What to Know About a TV Contract Before You Sign
TV contracts used to be reserved for the top news anchors in the country's largest designated market areas (DMA) and at the networks. That's no longer the case. The market for experienced workers has become so competitive that stations are requiring most of their staff to sign contracts, even for those working behind the scenes. By knowing the seven basics of a TV contract before signing, you can be confident that the deal is right for you or better prepare yourself on how to negotiate for more.
Term of the Deal
The term of a TV contract is the length of time you're committing to the station. Expect two to three years, up to five years if you're being offered a top-level position.
Most stations consider your first year to be a training year―even if you have experience somewhere else, you still have to learn how the station operates and make contacts in the city.
For on-air workers, the station needs time to promote you and the audience has to become familiar with your name and face. That's why many on-air contracts, especially for anchors, start at three years.
List of Services
The services outline the job functions you'll be required to perform. You will likely find that the list is broader and vaguer than you thought.
Stations do not like to tie themselves down contractually by specifying that you are the "weeknight 6 and 11 p.m. anchor" in case someday they want to move you to the 5 and 6 p.m. newscasts or to weekends. Managers want some flexibility without having to re-write the entire deal.
Also, many TV contracts contain a clause that you will "perform other duties as assigned by management." That allows the station to give you additional job duties at any time without violating the contract.
This is the section that details how much you'll be paid. For salaried workers, this is straightforward. You will see your pay for each year of the deal.
Hourly employees will want to check to see if there's a guarantee of overtime because that additional pay will greatly affect your take-home check. Hourly workers also need to know what happens if they don't work the standard 40 hours per week because of illness or other factors.
These clauses may alarm you, but they are a standard part of a TV contract. You are agreeing that the station owns your work to use as it sees fit.
On-air workers will agree to allow the station to use their faces, voices, and name however it wants. These rights will extend beyond the length of the contract. That means that if you sign for three years, the station still retains these rights after the contract expires.
Here's another section of a TV contract that may cause concern. Many TV stations want to make sure their employees conduct themselves lawfully and morally. Violating this part of the agreement is one of the top reasons for getting fired from your job.
By agreeing to this language, you are telling the station that it can fire you if you are charged with a crime, arrested or involved in a situation that puts the station in a negative light.
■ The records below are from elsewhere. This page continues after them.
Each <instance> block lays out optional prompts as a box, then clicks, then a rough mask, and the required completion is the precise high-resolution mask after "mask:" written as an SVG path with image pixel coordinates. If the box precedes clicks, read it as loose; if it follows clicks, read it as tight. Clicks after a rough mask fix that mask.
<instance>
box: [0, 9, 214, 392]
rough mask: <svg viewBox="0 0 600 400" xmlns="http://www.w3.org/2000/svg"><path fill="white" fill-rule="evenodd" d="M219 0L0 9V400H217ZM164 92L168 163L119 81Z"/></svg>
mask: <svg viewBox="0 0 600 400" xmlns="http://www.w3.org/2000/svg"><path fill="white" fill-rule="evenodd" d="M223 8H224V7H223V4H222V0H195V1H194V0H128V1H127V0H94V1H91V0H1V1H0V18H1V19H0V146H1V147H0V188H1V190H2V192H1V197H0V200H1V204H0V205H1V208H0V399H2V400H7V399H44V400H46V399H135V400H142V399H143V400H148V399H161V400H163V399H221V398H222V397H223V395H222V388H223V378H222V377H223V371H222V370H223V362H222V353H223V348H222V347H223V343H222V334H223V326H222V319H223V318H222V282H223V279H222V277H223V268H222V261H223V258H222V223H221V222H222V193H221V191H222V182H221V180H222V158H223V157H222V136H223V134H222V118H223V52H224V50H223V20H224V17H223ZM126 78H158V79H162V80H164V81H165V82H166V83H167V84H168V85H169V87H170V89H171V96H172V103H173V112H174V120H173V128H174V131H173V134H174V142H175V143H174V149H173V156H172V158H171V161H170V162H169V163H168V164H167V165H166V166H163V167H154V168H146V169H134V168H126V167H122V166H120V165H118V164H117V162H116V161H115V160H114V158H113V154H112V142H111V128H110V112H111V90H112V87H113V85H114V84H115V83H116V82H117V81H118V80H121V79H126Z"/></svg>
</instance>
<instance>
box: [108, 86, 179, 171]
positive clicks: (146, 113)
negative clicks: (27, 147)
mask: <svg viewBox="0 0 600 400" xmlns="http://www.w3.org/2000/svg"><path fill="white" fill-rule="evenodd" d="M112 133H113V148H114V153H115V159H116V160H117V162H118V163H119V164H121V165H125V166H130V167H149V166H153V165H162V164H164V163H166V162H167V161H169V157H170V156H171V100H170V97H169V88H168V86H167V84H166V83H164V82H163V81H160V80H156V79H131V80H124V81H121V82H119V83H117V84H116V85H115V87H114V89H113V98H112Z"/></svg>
So if you're charged with drinking and driving, you can be fired before you ever go to trial.
That may seem unfair until you consider the impact on the station. It has spent money putting your face on billboards all over town, only to see that same face plastered on the front page of the newspaper under the headline "Anchor Arrested."
Covenant Not to Compete
Pay close attention to the wording of this part of the contract. With a no-compete clause, you are promising to the station that you will not jump over to work at a competing station for a certain length of time, usually six months to a year.
This covenant extends beyond the expiration of your agreement. So if you sign a two-year contract with a one year non-compete clause, you can't work at a competitor until after the third year.
Check to see what the station considers a competitor—not only could they be all the stations in town, but also those in a neighboring city. Occasionally, stations will allow on-air talent to work for a competitor off the air while waiting for the clause to expire. You'll want that permission in writing.
Sometimes, contracts are broken long before they expire. There should be consequences for either side in doing so.
If a station decides that you just aren't working out (but you have not broken the morals clause), you should receive severance pay. That amount will vary depending on your salary and the length of time you've been an employee.
Your ability to break the contract will likely be much more limited. You can try to negotiate an "out clause" in case your dream job opens up in a much bigger city with a fatter paycheck, but get it in writing.
TV contracts are a standard part of the industry. They shouldn't frighten you if you read them thoroughly and understand the requirements. If in doubt, have an attorney check them out.